Music, magic and enough slapstick to keep you laughing all the way to Christmas can only mean one thing - the panto is back at Newcastle’s Theatre Royal.
This year it’s ten years on for comedy father and son duo Clive Webb and Danny Adams as they take to the stage for Snow White and the Seven Dwarfs - and it gets better every time.
It was clear from the start it was going to be a performance packed with the trademark special effects starting with a spectacular magic mirror and exploding car through flying sleighs to a giant dinosaur.
The dwarfs were the ingenious work of Mike Coltman whose creativity means the seven characters did everything from tap dancing to riding giant animals across the stage.

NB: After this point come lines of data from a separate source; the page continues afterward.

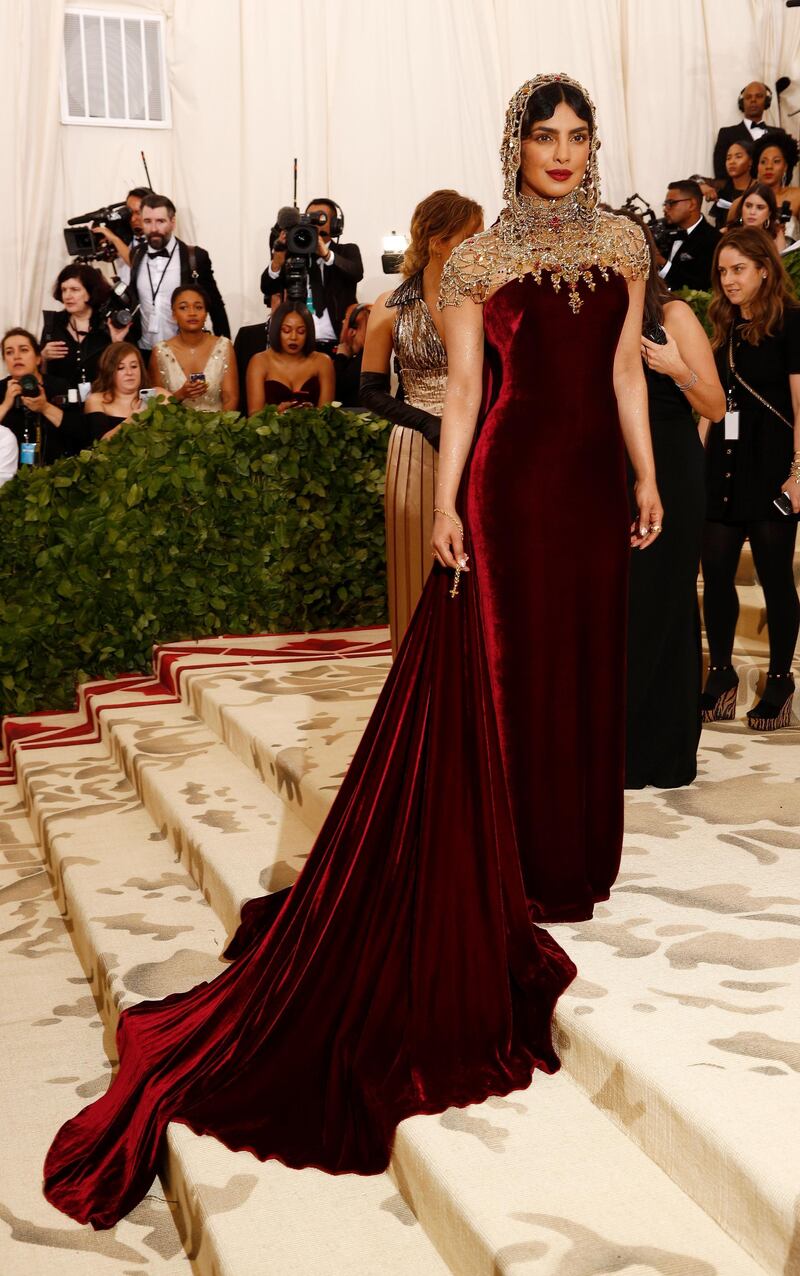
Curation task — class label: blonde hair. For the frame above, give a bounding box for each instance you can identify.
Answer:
[401,190,484,278]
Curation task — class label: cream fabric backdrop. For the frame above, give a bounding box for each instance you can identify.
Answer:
[0,0,800,330]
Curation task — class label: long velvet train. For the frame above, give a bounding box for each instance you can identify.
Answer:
[45,553,575,1228]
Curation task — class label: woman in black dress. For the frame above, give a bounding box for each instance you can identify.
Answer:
[625,231,725,789]
[703,227,800,731]
[83,341,159,447]
[0,328,77,466]
[41,262,130,403]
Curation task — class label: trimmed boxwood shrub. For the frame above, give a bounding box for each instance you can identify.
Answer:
[0,402,389,713]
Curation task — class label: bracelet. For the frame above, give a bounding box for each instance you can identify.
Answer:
[672,370,699,394]
[434,505,464,536]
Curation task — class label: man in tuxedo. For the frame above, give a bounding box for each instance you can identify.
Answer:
[658,179,720,292]
[120,195,231,353]
[713,80,783,181]
[262,198,364,355]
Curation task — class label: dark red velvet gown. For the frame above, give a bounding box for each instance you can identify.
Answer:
[45,266,628,1228]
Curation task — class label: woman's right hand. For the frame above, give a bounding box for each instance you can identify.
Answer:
[42,341,69,362]
[3,376,22,408]
[430,509,470,572]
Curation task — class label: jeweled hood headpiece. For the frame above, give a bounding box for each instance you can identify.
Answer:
[500,71,600,230]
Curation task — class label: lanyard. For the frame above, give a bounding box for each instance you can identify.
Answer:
[727,324,792,430]
[144,240,177,306]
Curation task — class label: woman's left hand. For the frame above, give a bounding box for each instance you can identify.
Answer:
[20,388,47,412]
[106,319,133,341]
[630,479,663,550]
[642,332,692,382]
[781,479,800,514]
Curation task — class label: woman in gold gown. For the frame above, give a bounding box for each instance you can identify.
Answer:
[361,190,484,655]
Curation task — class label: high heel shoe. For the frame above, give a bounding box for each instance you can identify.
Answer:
[748,674,795,731]
[700,665,739,722]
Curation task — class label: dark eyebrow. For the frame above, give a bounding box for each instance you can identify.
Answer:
[531,124,588,134]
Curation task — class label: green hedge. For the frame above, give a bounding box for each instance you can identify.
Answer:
[0,403,389,713]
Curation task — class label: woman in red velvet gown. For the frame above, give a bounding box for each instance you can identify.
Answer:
[45,77,661,1228]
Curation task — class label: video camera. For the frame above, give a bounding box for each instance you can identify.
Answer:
[64,199,133,262]
[620,190,678,258]
[269,204,325,305]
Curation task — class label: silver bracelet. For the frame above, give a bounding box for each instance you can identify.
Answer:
[672,373,699,394]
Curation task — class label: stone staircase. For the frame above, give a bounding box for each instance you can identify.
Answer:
[0,630,800,1276]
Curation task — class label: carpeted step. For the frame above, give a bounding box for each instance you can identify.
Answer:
[159,657,800,1272]
[0,770,192,1276]
[4,709,759,1276]
[0,741,456,1276]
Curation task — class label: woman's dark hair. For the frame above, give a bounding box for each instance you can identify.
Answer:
[614,208,675,332]
[708,226,797,350]
[269,301,316,355]
[92,341,149,403]
[170,283,211,313]
[750,133,797,186]
[519,80,595,140]
[0,328,42,357]
[735,181,778,239]
[52,262,111,310]
[142,190,175,217]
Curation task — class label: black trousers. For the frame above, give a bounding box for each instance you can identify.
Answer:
[702,518,800,674]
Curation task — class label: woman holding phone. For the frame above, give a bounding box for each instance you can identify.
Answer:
[149,283,239,412]
[700,226,800,731]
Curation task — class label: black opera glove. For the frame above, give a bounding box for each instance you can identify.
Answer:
[359,373,441,452]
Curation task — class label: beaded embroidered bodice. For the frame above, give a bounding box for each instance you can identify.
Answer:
[439,74,651,313]
[387,271,448,416]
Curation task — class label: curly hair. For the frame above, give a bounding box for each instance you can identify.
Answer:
[92,341,149,403]
[401,190,484,278]
[708,226,797,350]
[52,262,111,310]
[750,133,797,186]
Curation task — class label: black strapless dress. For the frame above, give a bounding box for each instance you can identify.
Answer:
[625,354,706,789]
[264,373,319,407]
[45,272,629,1228]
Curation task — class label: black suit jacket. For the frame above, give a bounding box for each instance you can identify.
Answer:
[262,244,364,338]
[715,120,785,181]
[663,217,720,292]
[128,236,231,341]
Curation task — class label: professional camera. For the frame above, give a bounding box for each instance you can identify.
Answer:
[269,204,325,305]
[97,279,139,328]
[620,191,678,258]
[64,200,133,262]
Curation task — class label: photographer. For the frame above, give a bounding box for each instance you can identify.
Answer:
[0,328,79,464]
[120,195,231,355]
[92,186,152,272]
[41,262,128,403]
[262,198,364,355]
[658,179,720,292]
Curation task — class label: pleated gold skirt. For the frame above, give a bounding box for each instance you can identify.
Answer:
[384,425,439,655]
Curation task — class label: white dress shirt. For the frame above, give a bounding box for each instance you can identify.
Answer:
[0,425,19,487]
[126,236,181,350]
[658,213,703,279]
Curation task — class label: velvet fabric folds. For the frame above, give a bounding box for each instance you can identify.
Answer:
[45,266,628,1228]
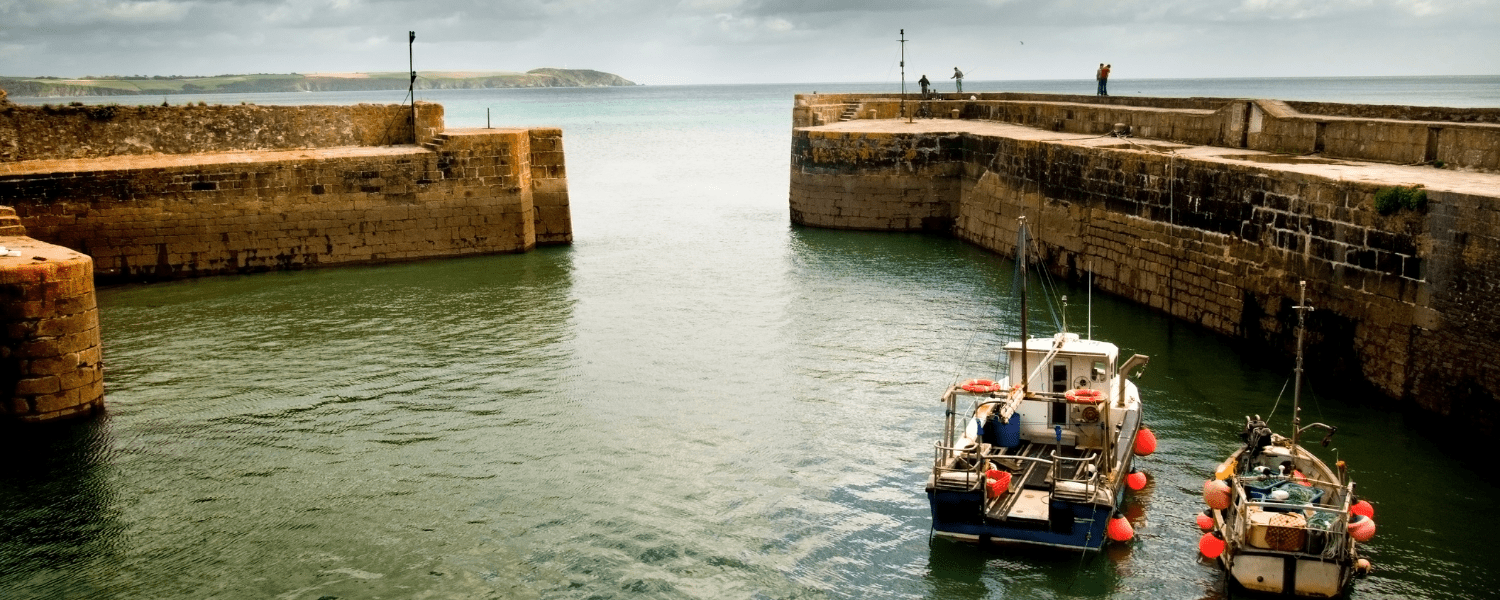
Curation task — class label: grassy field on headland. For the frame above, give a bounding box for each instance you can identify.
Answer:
[0,69,635,98]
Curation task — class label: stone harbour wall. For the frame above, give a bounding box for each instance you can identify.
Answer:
[0,102,443,162]
[0,207,104,422]
[789,112,1500,432]
[0,129,572,282]
[0,104,573,282]
[792,93,1500,173]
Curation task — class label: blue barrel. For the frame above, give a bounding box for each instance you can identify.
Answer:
[996,414,1022,449]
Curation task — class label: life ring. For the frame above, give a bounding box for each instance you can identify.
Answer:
[960,380,1001,393]
[1082,407,1100,423]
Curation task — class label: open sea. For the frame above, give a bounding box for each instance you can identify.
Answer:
[0,77,1500,600]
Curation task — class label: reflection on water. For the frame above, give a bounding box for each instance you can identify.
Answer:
[0,416,128,597]
[0,87,1500,600]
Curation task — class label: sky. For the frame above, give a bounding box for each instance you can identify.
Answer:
[0,0,1500,86]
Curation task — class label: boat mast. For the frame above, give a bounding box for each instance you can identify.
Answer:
[1292,281,1313,449]
[1016,215,1031,398]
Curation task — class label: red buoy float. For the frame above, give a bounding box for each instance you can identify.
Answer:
[960,380,1001,393]
[984,470,1011,498]
[1136,428,1157,456]
[1109,513,1136,542]
[1349,515,1376,542]
[1203,479,1229,510]
[1199,531,1224,558]
[1197,510,1214,531]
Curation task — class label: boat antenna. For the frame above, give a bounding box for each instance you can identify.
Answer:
[1292,281,1313,449]
[1088,261,1094,339]
[1062,296,1068,333]
[1016,215,1031,398]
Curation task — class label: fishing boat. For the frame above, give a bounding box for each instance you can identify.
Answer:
[927,218,1155,551]
[1199,282,1376,599]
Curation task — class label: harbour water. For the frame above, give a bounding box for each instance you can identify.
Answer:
[0,78,1500,600]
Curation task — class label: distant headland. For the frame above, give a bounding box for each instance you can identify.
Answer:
[0,69,636,98]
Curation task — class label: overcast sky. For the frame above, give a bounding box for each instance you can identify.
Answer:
[0,0,1500,86]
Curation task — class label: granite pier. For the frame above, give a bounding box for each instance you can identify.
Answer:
[789,93,1500,432]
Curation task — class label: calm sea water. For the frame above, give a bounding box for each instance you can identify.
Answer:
[0,78,1500,600]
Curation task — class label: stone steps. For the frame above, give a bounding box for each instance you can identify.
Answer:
[422,134,449,152]
[0,206,26,236]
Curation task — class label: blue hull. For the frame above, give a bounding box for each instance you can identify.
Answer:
[927,489,1115,551]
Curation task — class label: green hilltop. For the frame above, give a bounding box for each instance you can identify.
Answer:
[0,69,635,98]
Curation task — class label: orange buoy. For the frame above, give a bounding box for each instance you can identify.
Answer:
[1109,513,1136,542]
[1197,510,1214,531]
[1136,428,1157,456]
[1349,515,1376,542]
[1203,479,1229,510]
[1199,531,1224,558]
[960,380,1001,393]
[984,470,1011,498]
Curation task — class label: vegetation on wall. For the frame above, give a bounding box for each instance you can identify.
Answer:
[1376,186,1427,215]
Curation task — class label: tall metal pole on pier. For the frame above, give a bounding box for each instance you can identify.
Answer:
[407,32,422,144]
[899,29,906,116]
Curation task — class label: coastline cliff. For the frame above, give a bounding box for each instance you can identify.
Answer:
[0,68,636,98]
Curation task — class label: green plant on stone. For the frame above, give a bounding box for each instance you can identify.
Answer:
[1376,186,1427,215]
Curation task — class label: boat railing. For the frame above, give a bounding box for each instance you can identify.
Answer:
[1052,452,1101,501]
[933,444,984,491]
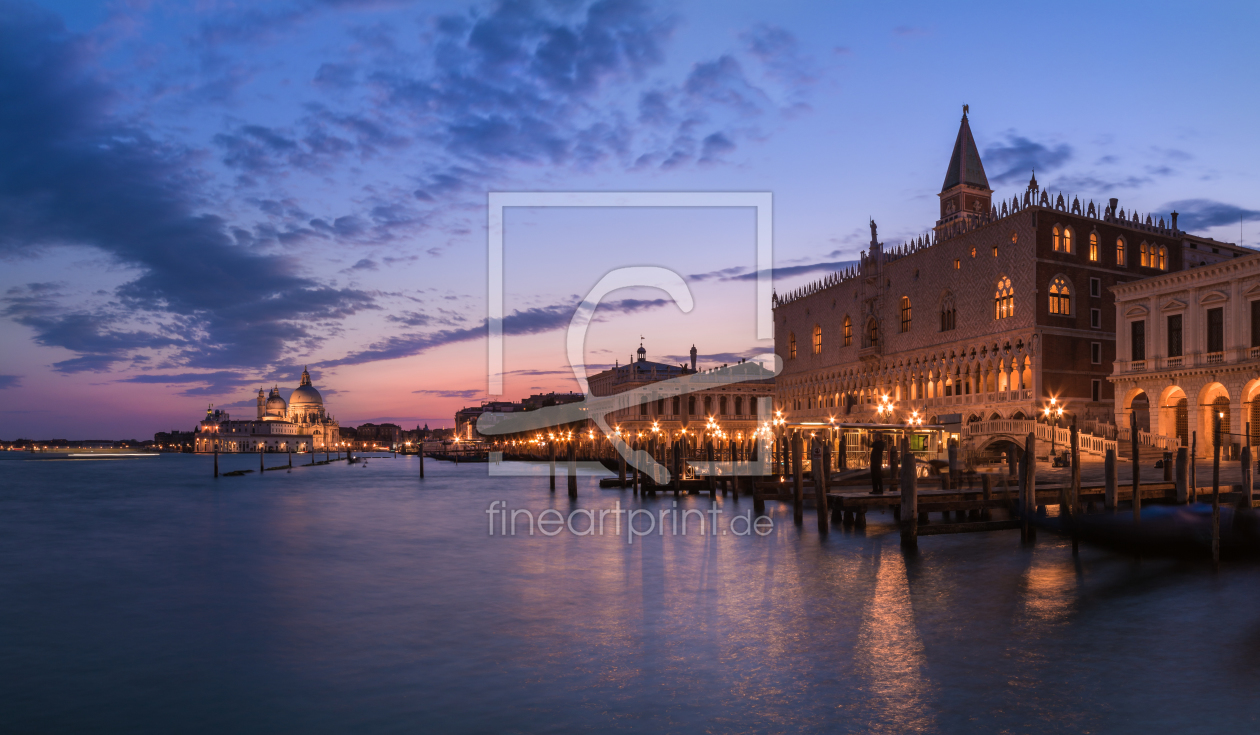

And as usual regular Chris Hayward, playing Rita the Cook, had a host of spectacular costumes from a stylish birthday cake to a Sunderland outfit which soon switched to one more appropriate for the home of the Toon Army.
Panto villain Steve Arnott, who is usually dressed in male attire, made a brilliant evil Queen Lucretia who was determined to hang on to the throne at all costs while Michael Potts, Webb’s son and Adams’ brother, was superb as the Idiot.
But, as usual, the real stars of the show were Adams and Webb, playing Oddjob and Muddles, who held the audience in the palm of their hands from start to finish.
In their tenth show, and I've seen all of them, they were the backbone of the performance whether they were singing, performing magic or hurling foam around the stage - even over a particularly young member of the cast.
All in all it was two hours of pure fun making it a magical, memorable night for all, and hardly a surprise that it's the fastest selling show in the country.